Consumer Reports will give financial apps same scrutiny it gives appliances [American Banker]

Consumer Reports will give financial apps same scrutiny it gives appliances [American Banker]

Originally posted on American Banker

By Mariam Cross

Consumer Reports is preparing to test consumer finance apps with the same rigor it applies to its evaluations of washing machines and mattresses.

In September, the nonprofit announced that it had received a $1.5 million grant from Flourish Ventures, a venture capital firm that focuses on financial health innovations. The purpose of the grant is to strengthen the consumer organization’s assessments of digital finance services, from conducting surveys to testing products to advocating for protections based on its findings. Consumer Reports will look at fintech apps and other digital tools that let users spend, save, borrow or invest their money.

Although the benefits for consumers are clear — this project aims to help consumers navigate the digital finance marketplace, uncover potential harms in the industry and press policymakers and companies for solutions — the findings could have ripple effects on banks and fintechs as well.

“If fintech is held to a higher standard as a result of this work, banks might have to respond accordingly, since they are direct competitors,” said Chuck Bell, advocacy program director for Consumer Reports. The research could inform how banks assess potential partnerships or acquisitions and lead to safer fintech services reaching bank customers, he added.

Consumer Reports has assessed financial services products before, Kabir Kumar, a director at Flourish Ventures, noted.

In 2018, the organization investigated peer-to-peer payment services. It found that the standalone Zelle app lacked a safeguard for users that would prevent them from accidentally sending money to the wrong person. According to Consumer Reports, when the group asked Early Warning (the company that operates the Zelle network) about this, the payments company said it would soon start asking senders to confirm recipients before transferring the money — and did so a few months later.

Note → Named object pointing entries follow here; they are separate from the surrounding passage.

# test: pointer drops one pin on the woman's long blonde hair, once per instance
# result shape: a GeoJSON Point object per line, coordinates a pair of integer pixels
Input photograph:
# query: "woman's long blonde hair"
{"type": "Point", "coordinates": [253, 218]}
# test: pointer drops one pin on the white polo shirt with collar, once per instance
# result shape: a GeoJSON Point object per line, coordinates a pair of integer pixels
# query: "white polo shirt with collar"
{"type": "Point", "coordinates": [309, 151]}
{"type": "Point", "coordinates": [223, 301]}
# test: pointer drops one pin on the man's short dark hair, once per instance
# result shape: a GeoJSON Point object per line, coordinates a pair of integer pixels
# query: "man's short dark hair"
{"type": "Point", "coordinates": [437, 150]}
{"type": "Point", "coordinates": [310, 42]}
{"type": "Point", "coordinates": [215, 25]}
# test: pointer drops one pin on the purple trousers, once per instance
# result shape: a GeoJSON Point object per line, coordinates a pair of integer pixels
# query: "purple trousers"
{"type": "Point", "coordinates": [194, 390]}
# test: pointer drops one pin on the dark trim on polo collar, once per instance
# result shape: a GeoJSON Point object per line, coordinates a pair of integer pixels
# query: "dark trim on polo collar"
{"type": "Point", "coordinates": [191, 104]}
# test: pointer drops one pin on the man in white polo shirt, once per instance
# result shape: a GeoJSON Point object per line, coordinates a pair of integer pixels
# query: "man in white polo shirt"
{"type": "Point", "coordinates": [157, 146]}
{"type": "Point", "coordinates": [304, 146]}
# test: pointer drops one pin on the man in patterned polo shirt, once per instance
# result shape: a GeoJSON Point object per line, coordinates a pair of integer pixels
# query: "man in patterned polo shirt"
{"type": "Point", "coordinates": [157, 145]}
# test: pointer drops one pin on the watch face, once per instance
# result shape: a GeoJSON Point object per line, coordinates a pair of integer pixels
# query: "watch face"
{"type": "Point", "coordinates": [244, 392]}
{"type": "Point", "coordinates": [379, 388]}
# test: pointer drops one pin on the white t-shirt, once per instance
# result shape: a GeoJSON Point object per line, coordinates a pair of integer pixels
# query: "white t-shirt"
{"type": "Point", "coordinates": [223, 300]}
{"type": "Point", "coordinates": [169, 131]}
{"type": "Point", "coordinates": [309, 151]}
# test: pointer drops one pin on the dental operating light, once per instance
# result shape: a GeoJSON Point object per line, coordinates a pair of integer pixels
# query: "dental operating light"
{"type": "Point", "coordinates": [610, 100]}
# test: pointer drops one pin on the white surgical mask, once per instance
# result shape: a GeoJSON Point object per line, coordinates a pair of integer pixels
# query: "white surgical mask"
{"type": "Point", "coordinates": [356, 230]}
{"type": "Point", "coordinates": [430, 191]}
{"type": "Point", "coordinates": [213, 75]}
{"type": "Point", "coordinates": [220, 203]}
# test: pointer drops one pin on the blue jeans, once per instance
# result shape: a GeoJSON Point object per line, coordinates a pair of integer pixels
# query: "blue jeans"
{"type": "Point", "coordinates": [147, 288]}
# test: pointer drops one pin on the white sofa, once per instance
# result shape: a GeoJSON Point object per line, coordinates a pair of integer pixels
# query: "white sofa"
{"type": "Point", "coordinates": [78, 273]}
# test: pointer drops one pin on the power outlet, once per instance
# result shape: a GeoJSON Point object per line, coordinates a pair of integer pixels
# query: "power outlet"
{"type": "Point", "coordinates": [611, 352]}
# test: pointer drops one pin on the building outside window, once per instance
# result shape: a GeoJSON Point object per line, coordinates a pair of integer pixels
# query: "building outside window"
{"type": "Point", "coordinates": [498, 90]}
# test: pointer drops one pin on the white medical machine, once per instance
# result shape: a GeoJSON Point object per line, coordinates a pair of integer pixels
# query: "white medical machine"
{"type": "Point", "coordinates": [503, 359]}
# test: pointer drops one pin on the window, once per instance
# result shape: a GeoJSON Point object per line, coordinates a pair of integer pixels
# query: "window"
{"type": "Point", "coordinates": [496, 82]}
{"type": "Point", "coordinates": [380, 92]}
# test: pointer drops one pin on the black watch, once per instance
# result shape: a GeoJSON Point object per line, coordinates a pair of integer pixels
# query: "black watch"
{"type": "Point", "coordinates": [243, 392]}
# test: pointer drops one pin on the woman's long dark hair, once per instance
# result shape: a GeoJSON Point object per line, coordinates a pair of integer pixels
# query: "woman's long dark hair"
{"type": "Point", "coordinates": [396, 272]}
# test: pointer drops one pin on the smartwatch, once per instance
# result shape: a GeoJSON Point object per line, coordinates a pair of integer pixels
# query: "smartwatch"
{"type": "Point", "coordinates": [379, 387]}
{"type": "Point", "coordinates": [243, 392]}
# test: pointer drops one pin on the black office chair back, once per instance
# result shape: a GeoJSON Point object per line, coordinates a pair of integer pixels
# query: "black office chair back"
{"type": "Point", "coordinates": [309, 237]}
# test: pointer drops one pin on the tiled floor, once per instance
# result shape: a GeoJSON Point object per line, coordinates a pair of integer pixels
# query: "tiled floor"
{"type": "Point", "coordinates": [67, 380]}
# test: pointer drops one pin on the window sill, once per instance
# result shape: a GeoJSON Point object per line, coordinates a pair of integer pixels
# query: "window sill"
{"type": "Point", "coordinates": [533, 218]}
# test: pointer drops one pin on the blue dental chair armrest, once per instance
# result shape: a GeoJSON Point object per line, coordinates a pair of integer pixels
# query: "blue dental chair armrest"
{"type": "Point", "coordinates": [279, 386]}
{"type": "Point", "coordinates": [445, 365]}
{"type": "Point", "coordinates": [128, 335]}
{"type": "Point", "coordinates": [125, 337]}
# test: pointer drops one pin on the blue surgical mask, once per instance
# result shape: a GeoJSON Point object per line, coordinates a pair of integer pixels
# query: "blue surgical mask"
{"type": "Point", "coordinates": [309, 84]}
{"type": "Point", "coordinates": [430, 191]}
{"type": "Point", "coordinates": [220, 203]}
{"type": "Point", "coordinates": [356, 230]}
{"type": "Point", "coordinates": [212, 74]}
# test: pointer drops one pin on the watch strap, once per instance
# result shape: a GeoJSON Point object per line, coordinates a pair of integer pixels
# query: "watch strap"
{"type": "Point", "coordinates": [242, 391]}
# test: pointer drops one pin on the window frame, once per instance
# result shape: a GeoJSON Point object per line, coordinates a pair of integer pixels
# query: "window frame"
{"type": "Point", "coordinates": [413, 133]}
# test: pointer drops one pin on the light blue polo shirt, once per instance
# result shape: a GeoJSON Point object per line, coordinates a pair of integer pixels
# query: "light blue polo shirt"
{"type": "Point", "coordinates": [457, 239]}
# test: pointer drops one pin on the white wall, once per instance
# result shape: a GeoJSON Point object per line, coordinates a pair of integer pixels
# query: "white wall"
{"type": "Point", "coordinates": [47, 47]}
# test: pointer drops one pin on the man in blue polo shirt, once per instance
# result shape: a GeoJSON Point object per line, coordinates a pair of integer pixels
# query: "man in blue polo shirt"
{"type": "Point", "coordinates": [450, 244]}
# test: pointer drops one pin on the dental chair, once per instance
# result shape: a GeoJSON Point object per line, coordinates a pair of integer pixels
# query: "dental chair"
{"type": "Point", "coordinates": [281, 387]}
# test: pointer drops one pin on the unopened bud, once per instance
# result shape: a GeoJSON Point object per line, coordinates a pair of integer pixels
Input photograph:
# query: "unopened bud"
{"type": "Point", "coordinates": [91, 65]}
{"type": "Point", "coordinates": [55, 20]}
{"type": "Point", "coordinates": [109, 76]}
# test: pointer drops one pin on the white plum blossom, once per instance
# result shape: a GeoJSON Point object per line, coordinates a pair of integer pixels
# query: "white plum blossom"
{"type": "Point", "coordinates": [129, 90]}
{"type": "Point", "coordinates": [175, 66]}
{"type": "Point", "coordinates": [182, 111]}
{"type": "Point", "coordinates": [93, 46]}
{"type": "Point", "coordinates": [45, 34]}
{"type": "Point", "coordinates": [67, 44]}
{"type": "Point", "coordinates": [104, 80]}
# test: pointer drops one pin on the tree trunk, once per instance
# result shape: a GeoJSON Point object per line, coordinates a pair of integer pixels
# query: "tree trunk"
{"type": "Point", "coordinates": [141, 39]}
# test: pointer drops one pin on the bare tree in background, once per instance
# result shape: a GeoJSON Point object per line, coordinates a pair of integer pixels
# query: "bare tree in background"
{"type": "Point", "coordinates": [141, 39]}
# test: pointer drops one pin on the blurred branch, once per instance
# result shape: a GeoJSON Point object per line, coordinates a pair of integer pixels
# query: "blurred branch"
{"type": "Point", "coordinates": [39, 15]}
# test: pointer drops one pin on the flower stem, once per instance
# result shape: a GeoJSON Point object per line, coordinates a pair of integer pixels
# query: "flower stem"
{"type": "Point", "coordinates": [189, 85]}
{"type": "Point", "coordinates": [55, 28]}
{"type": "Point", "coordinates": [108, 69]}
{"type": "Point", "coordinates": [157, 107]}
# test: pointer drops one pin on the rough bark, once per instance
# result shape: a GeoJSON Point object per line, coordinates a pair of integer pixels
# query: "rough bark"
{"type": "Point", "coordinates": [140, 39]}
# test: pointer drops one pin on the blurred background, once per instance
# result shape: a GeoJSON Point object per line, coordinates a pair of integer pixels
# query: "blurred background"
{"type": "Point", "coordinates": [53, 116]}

“That simple fix helps a lot of people,” said Kumar.

This initiative comes at a time when consumers are managing relationships with a plethora of bank and nonbank services. In its 2022 Digital Banking Trend and Predictions report, Javelin Strategy & Research found that 52% of financial relationships for all consumers were with nonbank providers, including neobanks, peer-to-peer payment platforms, mobile wallets and more. For Generation Z, the figure is 69%.

“This isn’t a trend,” said Mark Schwanhausser, director of digital banking at Javelin. “It’s a tectonic shift that underscores the daunting challenges facing consumers.”

Ben Moskowitz, director of Consumer Reports’ Digital Lab, which tests software and connected devices, says the organization has been working on aspects of fair finance for decades. In September, for example, it dug into apps such as Credit Karma and Credit Sesame that provide access to credit scores. The report concluded that many are embedded with unnecessary costs and privacy risks.

“This project is about going really deep into the future of how consumers will experience finance,” he said.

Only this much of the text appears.